A recent decision of the Nigerian Court of Appeal on whether a third party can challenge an arbitration agreement in Nigeria, i.e. whether a person who is not a party to an arbitration agreement can bring an action in the courts to challenge the arbitration proceedings based on the agreement, has stirred up some controversy. The judgment of the Court of Appeal in Statoil Nigeria Ltd & Anor v Federal Inland Revenue Service & Anor which was delivered in June 2014 has been reported recently in (2014) LPELR-23144.
In essence, the Court of Appeal held that the Federal High Court was justified to refuse an application to stay its proceedings in which the arbitration agreement and proceedings were challenged by a third party on the basis that the third party had locus standi to bring the challenge before the courts. The key facts of the case are as summarised below.
The Nigerian National Petroleum Corporation (NNPC) entered into a production sharing contract with Statoil (and others); the production sharing contract contained a clause that disputes should be referred to arbitration; following a dispute, the parties commenced arbitration under the Nigerian Arbitration and Conciliation Act.
The Federal Inland Revenue Service (FIRS) which was not a party to either the production sharing contract or arbitral agreement or, for that matter, the arbitral proceedings took the view that the issues/disputes between the parties before the arbitral tribunal were “in essence, issues, and controversies arising from the differing interpretations of the Petroleum Profit Tax Act and other tax Legislations and that these issues/disputes and controversies are within the jurisdiction of the Federal High Court.” Accordingly, the FIRS commenced an action by Originating Summons in the Federal High Court seeking declaratory reliefs including whether the arbitral tribunal had jurisdiction to entertain a matter dealing with taxation – especially as an award might impinge on the right of the FIRS “to assess and collect tax and generate revenue for the Federal Government of Nigeria.”

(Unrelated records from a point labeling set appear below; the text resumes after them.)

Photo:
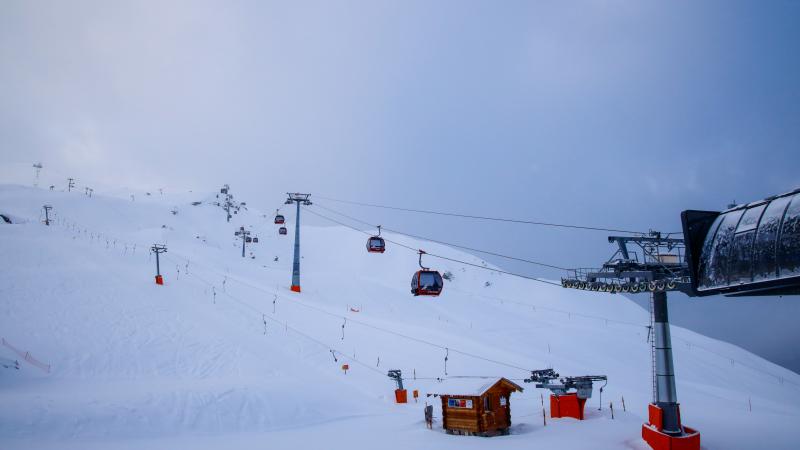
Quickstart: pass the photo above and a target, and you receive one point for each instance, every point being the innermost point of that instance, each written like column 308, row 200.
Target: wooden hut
column 476, row 406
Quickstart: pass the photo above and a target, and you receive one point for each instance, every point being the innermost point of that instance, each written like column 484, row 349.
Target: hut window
column 459, row 403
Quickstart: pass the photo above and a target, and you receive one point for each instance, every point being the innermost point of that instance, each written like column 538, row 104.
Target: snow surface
column 136, row 365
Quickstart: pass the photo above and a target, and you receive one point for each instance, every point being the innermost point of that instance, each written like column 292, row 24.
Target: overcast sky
column 617, row 114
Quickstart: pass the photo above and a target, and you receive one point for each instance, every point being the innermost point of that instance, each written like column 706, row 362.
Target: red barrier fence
column 27, row 357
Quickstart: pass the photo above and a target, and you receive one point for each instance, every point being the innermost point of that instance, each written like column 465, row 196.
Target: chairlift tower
column 244, row 234
column 47, row 209
column 658, row 265
column 298, row 199
column 37, row 167
column 158, row 249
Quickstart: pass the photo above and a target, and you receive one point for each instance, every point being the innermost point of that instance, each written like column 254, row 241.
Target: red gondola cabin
column 427, row 282
column 376, row 244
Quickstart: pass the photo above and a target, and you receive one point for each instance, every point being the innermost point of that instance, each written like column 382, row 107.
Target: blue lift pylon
column 298, row 199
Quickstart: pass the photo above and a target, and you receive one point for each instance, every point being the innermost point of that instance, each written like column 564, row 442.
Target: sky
column 600, row 113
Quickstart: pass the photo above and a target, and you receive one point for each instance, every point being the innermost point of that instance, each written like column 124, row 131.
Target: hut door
column 502, row 410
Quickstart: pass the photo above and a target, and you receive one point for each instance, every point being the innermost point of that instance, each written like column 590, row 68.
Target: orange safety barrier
column 567, row 405
column 653, row 434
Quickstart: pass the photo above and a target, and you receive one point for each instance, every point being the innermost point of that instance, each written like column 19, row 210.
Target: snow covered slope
column 224, row 355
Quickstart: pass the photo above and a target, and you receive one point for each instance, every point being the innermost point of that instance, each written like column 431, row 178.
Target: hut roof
column 470, row 386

According to the Report of the case, the challenge by Statoil (and Texaco) to the jurisdiction of the Federal High Court to hear and determine the originating summons was based on the grounds that FIRS was not a party to the arbitration agreement and lacked legal standing to institute the summons; that the Originating Summons constituted an abuse of the court process; that the Originating Summons was filed in violation of the Arbitration and Conciliation Act. It was also contended that the Originating Summons was vexatious, oppressive and an abuse of judicial process based on an allegation of collusion between the NNPC and the FIRS in the filing of the Originating Summons.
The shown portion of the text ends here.